Jupiter orrery showing Ganymede
Dates: c. 1830
Makers: Fayrer, London
Country of origin: England, UK
Location: Small Basement Gallery
Online record: http://bit.do/jupiterorrery
“The king of all the Gods was inflamed with love
for Ganymede of Phrygia. He had found
a shape more pleasing even than his own.” – Ovid, Metamorphoses, 1.14
Many of the planets, moons and stars are named after classical gods and goddesses. In our solar system, the largest planet is named after the king of the gods, Jupiter. Jupiter is the white ivory ball orbited in this astronomical demonstration by its four largest satellites. Third from the planet is the largest moon in the solar system Ganymede, named after Jupiter’s lover. Like most ancient Greek and Roman gods, Jupiter took both male and female lovers. He so admired the beauty of young Ganymede that he made him immortal at his side.

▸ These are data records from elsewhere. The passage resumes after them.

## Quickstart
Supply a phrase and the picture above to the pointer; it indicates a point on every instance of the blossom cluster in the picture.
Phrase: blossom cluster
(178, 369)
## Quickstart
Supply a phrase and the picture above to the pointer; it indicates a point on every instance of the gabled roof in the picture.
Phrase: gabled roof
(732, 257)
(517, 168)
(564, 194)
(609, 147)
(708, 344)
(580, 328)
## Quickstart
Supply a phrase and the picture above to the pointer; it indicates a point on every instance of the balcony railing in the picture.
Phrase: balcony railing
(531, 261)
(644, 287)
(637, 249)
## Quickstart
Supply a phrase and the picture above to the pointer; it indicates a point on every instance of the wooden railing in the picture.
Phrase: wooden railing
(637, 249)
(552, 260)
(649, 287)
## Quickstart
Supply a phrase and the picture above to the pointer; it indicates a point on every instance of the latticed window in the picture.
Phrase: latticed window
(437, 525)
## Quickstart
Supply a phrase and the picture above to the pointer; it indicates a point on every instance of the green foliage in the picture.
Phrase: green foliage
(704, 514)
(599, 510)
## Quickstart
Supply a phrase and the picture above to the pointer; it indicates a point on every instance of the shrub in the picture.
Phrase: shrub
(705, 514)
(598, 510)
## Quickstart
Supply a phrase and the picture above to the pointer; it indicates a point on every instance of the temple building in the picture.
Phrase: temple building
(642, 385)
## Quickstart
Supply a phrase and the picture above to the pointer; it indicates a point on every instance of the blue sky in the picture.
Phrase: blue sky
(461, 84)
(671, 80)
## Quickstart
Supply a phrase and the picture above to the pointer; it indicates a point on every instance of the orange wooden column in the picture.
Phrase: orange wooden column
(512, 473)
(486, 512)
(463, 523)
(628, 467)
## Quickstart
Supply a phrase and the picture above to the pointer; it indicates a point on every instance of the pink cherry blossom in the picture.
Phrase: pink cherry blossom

Similarly, Ganymede, the moon of Jupiter, forever orbits its planet.
Alongside its astronomical use, Ganymede remained a popular character throughout European history, featuring in the works of Shakespeare, Michelangelo, Rubens, Goethe and many more. ‘Ganymede’ was used as a pejorative for gay men, as well as ‘catamite’, which was derived from his Latin name, Catamitus.